After some debugging, I got this stack trace from the logs

org.apache.http.conn.ConnectionPoolTimeoutException: Timeout waiting for connection from pool
	at org.apache.http.impl.conn.PoolingHttpClientConnectionManager.leaseConnection(PoolingHttpClientConnectionManager.java:316)
	at org.apache.http.impl.conn.PoolingHttpClientConnectionManager$1.get(PoolingHttpClientConnectionManager.java:282)
	at org.apache.http.impl.execchain.MainClientExec.execute(MainClientExec.java:190)
	at org.apache.http.impl.execchain.ProtocolExec.execute(ProtocolExec.java:186)
	at org.apache.http.impl.execchain.RetryExec.execute(RetryExec.java:89)
	at org.apache.http.impl.execchain.ServiceUnavailableRetryExec.execute(ServiceUnavailableRetryExec.java:85)
	at org.apache.http.impl.execchain.RedirectExec.execute(RedirectExec.java:110)
	at org.apache.http.impl.client.InternalHttpClient.doExecute(InternalHttpClient.java:185)
	at org.apache.http.impl.client.CloseableHttpClient.execute(CloseableHttpClient.java:83)
	at org.apache.http.impl.client.CloseableHttpClient.execute(CloseableHttpClient.java:108)
	at org.apache.http.impl.client.CloseableHttpClient.execute(CloseableHttpClient.java:56)

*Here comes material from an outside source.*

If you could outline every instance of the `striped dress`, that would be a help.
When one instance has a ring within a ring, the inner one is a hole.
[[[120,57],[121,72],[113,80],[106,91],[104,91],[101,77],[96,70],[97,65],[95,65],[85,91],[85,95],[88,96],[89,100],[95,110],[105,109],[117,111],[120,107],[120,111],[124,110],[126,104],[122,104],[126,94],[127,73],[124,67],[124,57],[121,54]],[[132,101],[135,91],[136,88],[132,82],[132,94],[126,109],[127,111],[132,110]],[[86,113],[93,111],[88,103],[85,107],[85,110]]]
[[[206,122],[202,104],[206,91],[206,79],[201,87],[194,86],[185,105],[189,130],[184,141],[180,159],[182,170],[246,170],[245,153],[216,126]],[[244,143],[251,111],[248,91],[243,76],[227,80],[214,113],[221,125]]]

The pecuilar thing was that it was happening for only single endpoint and not any other endpoint.

We were using Apache HTTP connection pooling library and my focus shifted to that. According to PoolingHttpClientConnectionManager documentation, it maintains a maximum limit of connection on a per route basis and in total.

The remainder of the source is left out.